Although BBR Services has seen these attacks primarily compromise direct deposit instructions, the attack can be used on other types of accounts, such as health savings accounts (HSA), flexible spending accounts (FSA), or 401(k)s or 529 plans.
These attacks typically require an external forensic analysis to determine whether the attacker had access to personally identifiable information (PII) or protected health information (PHI) within the employee’s email inbox. Employees in some roles, such as a student loan officer in education, loan officer in financial services, or administrator or practitioner in healthcare, may have PII or PHI in emails. If the organization concludes that PHI or PII has been exposed, determining the population of affected individuals can be a time-consuming process that requires extensive mining of emails in order to determine the specific individuals impacted and the exact nature of the exposed PII or PHI.
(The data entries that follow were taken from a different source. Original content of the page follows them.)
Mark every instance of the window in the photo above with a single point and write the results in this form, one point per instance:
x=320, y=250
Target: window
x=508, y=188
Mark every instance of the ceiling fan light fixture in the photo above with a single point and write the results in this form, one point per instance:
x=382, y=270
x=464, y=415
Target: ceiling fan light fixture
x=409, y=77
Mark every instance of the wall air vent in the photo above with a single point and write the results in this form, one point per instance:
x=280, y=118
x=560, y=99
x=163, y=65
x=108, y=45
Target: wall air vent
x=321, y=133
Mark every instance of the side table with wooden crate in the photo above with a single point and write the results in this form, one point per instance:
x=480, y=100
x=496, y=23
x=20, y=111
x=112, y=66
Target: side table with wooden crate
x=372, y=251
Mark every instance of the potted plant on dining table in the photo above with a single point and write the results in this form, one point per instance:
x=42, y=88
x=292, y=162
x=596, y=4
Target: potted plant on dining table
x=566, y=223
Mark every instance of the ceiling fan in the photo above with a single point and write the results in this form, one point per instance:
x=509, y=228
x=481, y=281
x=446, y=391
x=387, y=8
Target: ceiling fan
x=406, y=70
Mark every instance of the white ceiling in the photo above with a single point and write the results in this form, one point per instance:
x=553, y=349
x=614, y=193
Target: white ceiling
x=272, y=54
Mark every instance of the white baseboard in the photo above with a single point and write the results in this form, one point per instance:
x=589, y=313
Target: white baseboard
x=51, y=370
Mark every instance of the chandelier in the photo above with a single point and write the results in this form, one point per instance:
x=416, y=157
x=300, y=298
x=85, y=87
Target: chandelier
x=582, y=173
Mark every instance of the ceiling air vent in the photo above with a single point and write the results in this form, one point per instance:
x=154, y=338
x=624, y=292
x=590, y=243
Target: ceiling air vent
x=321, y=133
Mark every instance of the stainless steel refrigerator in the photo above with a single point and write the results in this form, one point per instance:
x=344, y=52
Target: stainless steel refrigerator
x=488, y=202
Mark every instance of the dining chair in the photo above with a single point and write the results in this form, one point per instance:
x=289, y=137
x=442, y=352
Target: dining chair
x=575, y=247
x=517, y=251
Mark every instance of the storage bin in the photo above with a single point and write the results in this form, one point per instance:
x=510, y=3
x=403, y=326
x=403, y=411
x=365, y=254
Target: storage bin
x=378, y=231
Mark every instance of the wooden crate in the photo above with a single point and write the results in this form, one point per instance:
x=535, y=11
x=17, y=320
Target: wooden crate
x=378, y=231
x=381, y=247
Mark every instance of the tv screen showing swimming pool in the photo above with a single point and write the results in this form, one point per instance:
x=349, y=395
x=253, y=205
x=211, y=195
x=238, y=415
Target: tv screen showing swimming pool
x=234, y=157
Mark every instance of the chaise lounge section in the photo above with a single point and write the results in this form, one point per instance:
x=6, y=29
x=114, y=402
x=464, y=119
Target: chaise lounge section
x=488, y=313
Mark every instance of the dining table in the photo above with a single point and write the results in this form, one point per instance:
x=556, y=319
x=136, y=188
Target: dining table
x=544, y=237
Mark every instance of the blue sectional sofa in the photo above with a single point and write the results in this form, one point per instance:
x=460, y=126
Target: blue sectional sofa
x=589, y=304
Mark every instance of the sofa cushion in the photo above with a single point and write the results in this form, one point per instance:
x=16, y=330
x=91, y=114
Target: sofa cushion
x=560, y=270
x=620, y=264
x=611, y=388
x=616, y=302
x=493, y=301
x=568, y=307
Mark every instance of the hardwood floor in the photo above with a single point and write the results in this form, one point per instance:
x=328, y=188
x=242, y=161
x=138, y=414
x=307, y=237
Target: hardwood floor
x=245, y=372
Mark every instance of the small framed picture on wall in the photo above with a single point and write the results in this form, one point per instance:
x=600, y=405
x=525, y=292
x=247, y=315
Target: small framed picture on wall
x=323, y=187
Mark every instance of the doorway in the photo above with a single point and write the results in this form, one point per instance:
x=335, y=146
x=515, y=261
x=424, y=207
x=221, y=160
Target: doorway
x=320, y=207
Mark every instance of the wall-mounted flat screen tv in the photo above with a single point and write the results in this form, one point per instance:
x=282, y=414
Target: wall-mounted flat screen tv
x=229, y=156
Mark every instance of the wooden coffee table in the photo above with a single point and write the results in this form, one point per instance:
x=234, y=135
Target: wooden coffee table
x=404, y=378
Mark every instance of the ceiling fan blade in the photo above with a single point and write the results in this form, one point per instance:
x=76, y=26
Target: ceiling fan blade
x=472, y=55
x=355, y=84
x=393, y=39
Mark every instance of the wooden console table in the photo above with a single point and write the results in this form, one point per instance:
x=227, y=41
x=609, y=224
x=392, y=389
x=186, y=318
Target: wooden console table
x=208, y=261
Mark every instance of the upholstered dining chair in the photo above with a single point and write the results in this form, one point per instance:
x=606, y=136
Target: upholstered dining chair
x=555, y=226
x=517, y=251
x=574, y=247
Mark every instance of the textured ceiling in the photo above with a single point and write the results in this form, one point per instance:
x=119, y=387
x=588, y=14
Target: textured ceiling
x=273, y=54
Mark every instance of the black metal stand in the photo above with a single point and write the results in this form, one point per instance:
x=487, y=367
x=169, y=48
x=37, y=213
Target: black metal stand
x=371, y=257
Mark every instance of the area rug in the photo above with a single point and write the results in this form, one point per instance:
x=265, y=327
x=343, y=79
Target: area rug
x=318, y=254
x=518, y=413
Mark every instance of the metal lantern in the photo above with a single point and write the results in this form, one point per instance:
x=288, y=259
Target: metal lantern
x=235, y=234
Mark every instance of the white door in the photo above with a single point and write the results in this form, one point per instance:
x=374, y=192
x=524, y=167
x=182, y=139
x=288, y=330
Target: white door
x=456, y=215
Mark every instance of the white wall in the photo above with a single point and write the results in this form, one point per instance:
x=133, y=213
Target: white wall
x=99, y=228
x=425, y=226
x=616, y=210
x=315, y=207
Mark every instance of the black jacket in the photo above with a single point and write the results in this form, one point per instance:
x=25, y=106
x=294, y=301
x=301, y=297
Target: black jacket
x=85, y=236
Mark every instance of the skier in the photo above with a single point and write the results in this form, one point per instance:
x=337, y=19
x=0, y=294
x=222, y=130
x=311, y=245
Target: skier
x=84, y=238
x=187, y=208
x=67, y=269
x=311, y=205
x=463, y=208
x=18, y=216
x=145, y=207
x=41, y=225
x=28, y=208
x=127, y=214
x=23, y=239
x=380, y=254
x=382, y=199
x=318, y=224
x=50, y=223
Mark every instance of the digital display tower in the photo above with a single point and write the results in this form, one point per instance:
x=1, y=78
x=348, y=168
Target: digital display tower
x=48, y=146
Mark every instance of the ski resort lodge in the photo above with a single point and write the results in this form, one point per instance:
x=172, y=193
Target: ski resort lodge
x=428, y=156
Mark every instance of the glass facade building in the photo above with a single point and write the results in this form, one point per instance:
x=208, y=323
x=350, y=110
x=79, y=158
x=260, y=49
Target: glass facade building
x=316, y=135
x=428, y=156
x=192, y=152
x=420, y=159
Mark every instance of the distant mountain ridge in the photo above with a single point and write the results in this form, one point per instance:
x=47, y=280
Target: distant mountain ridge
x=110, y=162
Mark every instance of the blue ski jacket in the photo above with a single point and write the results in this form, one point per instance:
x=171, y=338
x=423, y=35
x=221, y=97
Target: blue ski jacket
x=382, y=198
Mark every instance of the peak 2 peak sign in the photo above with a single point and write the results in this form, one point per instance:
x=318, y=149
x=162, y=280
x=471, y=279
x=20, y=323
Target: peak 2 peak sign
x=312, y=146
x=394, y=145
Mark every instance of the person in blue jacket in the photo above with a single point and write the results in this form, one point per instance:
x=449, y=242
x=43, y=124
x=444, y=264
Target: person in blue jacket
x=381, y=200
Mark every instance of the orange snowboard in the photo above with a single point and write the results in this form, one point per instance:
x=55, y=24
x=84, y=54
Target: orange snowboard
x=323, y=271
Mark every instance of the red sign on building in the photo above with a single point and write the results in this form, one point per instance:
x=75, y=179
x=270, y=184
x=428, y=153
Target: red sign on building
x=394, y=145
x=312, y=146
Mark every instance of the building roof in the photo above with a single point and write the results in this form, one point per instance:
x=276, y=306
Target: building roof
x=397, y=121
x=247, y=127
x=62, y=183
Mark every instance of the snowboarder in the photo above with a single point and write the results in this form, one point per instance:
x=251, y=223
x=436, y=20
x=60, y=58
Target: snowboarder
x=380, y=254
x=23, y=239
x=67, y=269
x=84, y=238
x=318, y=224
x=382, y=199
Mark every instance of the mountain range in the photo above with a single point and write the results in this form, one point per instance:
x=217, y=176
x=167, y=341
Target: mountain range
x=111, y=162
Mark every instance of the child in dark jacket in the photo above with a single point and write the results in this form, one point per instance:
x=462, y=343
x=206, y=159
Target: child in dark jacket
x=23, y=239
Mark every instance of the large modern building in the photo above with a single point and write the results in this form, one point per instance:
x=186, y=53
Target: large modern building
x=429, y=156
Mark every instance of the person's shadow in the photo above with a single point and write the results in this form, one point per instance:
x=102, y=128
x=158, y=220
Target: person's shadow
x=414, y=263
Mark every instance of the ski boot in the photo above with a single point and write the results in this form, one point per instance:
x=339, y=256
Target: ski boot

Phishing attack diverts university’s payroll
An attacker targeted a university with a phishing email and gained credentials to 15 faculty email accounts. The university learned of the attack when a few faculty members complained about not receiving paychecks. An internal investigation revealed that the attacker gained access to the user email accounts and used the email credentials to log onto the university’s employee self-service portal. BBR Services provided an action plan, including connecting the university with expert legal and forensics services. Notification letters along with an offer for credit monitoring were prepared and sent to the affected persons. Given the states of residency of the affected individuals, no regulators needed to be notified. The forensic firm was also able to rule out the possibility that the attacker viewed the W-2 portion of the portal so the 15 faculty members’ W-2s were not accessed. The total cost of this incident, not including the cost of the stolen payroll, was approximately $100,000.
Protecting your organization from phishing attacks
• Turn on two-factor authentication for external access to all applications, or at the very least, to particularly sensitive ones such as email, payroll or benefits providers, remote desktop protocol (RDP), and virtual private networks (VPNs).
• Audit recent direct deposit changes prior to issuing payroll and confirm the changes over the phone or in person with your employees.
• Educate and train employees about phishing. Consider whether simulated anti-phishing campaigns make sense for your organization’s risk profile.
• Periodically review email distribution lists, especially where reports containing PII or PHI are sent to a list.
• Use role-based access controls to manage access to sensitive information and ensure that access is terminated or updated appropriately when an employee changes roles or leaves the organization.
• Enforce strong password policies. Educate employees about the risks of recycling passwords for different applications.
• If your email system permits, set up alerts whenever new forwarding rules are created so that messages cannot be secretly diverted.